John — thanks for that additional info. I have to admit that we hadn’t realised you were involved in pub preservation until we spotted your name on a piece in the 1997 GBG, by which time it was too late to do any more work on the post. Ideally, we’d have liked another month to work on it, but we’ve no-one to blame for the deadline but ourselves.

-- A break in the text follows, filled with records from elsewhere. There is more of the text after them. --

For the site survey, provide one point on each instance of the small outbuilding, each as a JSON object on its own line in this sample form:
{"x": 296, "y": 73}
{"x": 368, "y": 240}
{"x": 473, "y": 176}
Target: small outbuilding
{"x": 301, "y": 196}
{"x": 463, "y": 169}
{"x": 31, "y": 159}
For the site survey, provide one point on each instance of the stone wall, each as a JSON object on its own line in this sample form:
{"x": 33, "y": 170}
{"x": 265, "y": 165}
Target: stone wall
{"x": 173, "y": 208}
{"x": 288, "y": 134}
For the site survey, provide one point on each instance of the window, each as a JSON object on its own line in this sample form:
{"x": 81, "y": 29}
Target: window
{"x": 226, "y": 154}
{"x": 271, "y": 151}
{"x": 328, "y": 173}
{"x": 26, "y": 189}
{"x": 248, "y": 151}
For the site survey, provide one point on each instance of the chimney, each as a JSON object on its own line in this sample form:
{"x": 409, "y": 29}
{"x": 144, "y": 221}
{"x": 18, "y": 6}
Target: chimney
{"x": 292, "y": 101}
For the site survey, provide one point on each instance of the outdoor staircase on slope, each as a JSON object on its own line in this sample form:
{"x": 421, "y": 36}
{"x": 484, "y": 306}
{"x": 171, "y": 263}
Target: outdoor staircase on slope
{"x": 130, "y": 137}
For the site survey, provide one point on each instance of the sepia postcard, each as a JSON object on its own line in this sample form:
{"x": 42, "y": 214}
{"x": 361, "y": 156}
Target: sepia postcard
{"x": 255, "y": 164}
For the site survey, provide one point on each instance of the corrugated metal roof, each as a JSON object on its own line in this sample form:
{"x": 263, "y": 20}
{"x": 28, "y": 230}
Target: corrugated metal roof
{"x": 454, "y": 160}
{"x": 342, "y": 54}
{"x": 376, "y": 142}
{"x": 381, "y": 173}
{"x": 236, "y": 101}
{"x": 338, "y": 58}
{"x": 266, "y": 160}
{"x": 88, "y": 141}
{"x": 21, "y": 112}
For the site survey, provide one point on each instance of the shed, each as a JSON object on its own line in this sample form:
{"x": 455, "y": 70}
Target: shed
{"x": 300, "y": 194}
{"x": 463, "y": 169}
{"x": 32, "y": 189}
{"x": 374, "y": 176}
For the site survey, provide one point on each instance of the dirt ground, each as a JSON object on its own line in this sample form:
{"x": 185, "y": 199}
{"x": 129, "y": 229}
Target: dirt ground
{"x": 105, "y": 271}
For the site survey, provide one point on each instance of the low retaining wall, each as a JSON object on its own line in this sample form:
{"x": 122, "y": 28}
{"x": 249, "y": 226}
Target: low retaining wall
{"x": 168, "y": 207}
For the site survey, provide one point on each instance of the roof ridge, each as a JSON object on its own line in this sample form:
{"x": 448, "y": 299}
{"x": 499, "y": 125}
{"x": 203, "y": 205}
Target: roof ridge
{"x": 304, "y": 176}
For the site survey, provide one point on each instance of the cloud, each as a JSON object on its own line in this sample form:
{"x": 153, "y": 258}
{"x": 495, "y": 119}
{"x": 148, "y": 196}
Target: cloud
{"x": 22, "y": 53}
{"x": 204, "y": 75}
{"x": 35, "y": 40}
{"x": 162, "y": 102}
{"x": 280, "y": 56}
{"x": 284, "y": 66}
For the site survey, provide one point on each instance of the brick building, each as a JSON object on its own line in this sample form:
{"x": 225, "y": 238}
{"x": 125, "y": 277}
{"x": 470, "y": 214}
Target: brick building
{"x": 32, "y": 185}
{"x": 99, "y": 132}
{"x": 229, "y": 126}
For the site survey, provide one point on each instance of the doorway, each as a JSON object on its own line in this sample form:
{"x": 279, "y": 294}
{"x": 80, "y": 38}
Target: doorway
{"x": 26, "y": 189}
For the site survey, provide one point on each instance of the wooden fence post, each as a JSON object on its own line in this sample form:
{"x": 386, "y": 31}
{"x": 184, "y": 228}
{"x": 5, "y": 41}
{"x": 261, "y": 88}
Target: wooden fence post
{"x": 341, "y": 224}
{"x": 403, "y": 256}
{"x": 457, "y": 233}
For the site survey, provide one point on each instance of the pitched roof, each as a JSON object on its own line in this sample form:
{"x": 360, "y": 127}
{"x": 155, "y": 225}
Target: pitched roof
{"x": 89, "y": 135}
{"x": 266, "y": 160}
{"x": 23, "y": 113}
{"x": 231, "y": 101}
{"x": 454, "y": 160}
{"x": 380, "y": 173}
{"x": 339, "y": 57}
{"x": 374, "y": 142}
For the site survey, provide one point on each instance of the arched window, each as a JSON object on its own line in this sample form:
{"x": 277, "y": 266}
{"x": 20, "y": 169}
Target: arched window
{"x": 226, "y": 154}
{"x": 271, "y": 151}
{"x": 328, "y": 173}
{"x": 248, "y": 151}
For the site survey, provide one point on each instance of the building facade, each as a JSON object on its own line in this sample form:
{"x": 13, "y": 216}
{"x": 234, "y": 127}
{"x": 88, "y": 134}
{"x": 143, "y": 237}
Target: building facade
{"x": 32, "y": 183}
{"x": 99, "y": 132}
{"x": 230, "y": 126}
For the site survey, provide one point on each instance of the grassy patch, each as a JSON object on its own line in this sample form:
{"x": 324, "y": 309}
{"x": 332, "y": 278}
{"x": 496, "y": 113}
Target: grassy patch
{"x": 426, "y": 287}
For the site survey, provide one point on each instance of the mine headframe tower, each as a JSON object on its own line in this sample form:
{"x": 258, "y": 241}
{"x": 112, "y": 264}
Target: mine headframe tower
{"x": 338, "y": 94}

A useful canter, indeed, through some important social history as it affects pubs and pub design. Some reaction: the concern to preserve something because it is familiar can be taken too far. Wasn’t Victoriana new at one time? Should it have been rejected on that account? Or are we just used to it? Do snugs and partitions reflect a natural, organic way to enjoy alcoholic beverage, or do they simply reflect a disappearing ethos of class and bourgeois morality? In the States, the typical brewpub may well offer the opposite values: bare brick walls and bench seating and exposed ductwork – people seem to suck down the IPA just as well. CAMRA IMO should be wary of tying its horse to this issue. If pubs – all the various classes people like to classify – the important thing seems that they are old – and cask-conditioned beer become too identified, this will give another reason to younger generations to reject cask ale, because people want different surroundings to what they grew up with, hence the deserved success of All Bar One and its emulators. Beer is more important than Victoriana or thatched roofs and is independent of those.


P.S. I like the Victorian pubs as much as anyone – by the way the Lamb on Lamb’s Conduit Street was first renovated in the 1950’s, so there was pushback even then to the modernists – but the beer is more important, again.

I take Gary’s point about identifying cask beer with a particular sort of pub. In general CAMRA is interested in all manner of pubs and their protection. However these National Inventory pubs are an impportant sub-set as there are so few of them left. This is as much to do with architectural, and even national, heritage as it is with pubs per se. In fact a handful of the CAMRA National Inventory pubs do not sell cask beer.